I am not here to talk about the little semantic browser thing, which I know all of you are expecting (and I promise a first test version of the app in the next few days, Christmas holidays should help in giving me some time to prepare it right); I’m here to discuss some impressions on the Microsoft Semantic Engine presentation.
Yes, I said “Microsoft”, and I’d like to survive to that phrase, and no, I did not change to the dark side of computer science; it happened that, a couple of weeks ago, I was browsing the sessions of this year’s Professional Developers Conference, when I found this one, about a so-called “Microsoft Semantic Engine”: as a semantic maniac, I had to download the video and see what the “enemy” is preparing in this field, especially because I think that KDE is the first desktop environment to introduce semantics for its apps, and if a new player is coming into the field, then it’s good to see what he is doing. So, finally today I found some time to take a look at it, and here are some impressions.
In general
It looks like a technology introduced especially for business users, which is a good place to start: if the semantic desktop works (and here I’m talking about Nepomuk itself: Microsoft never used the term “semantic desktop”), it could really help Linux itself in becoming a business player heavier than how it is now.
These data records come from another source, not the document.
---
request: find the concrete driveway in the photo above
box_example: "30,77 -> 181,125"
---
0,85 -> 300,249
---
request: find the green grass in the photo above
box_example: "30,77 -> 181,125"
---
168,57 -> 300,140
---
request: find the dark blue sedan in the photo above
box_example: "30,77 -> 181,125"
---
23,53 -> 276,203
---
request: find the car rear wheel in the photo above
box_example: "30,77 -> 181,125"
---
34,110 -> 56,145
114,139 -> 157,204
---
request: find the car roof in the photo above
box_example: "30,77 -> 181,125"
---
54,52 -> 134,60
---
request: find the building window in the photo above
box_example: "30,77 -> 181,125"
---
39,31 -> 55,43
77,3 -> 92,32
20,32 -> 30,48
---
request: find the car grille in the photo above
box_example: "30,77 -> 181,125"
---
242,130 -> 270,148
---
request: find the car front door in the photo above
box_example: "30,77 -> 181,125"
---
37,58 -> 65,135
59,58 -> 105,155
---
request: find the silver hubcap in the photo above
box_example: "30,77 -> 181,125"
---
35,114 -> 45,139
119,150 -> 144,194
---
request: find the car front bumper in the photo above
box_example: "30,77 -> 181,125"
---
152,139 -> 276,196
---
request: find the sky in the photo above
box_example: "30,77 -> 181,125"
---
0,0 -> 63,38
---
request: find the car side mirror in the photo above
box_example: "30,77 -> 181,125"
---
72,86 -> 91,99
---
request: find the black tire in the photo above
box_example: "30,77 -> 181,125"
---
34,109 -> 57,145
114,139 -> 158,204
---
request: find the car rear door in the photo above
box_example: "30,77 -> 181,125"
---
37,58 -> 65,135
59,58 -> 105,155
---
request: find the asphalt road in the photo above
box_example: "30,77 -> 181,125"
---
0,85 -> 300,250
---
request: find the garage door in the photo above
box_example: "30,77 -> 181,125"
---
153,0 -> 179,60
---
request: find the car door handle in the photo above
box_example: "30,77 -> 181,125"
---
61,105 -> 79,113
For evidencing even more the business aspect, they built their engine on a relational database, which is pretty shocking IMHO: yes, in this way you can integrate with data warehouses, but the underlying code is a hell if you do not use any of the semantic languages/engines/technologies and their facilities (RDF(S), OWL, Jena, Virtuoso, Pellet). Triples, anyone?
Clustering
This engine also uses clustering and data mining techniques, together with (un)supervised learning algorithms, to deal with all the metadata that various crawlers pick up from documents (more on this later), and this reminded me of a discussion we had in Freiburg, about clustering for obtaining meaningful facets and terms for the semantic browser: for now, that prototype application will work with just three facets, but when that number will grow, things will surely become interesting…
File crawler
The crawling part is quite straightforward: each document is analyzed many times, at different levels, for getting keywords or other meaningful informations; there is an OCR part for images, as Scribo does, and a really interesting audio analyzer, which tries to extract also the tempo and the key from the music (if it is a music audio file, of course), and that’s really interesting from a technical point of view, at least for a musician like me.
Conclusions
In the end it has been an interesting video, with some really interesting informations on how other software vendors are dealing with the semantic technologies; I think we (as KDE) have a great advantage on these “competitors” in this field, and we need to keep up the good work and integrate Nepomuk more and more into all the applications: the future is coming, and we are right on the bleeding edge.
We need to be very careful that Microsoft doesn’t try to patent all this stuff and shut us out before we get there.
“enemy” is such a polarising word. I happen to prefer labelling MS as “The Adversary”. It’s most common meaning is that of “opponent” or “competitor”, which is more accurate, but is also a traditional/old/hebrew word for “Satan” 🙂
Of course, that’s why my word was between quotation marks 🙂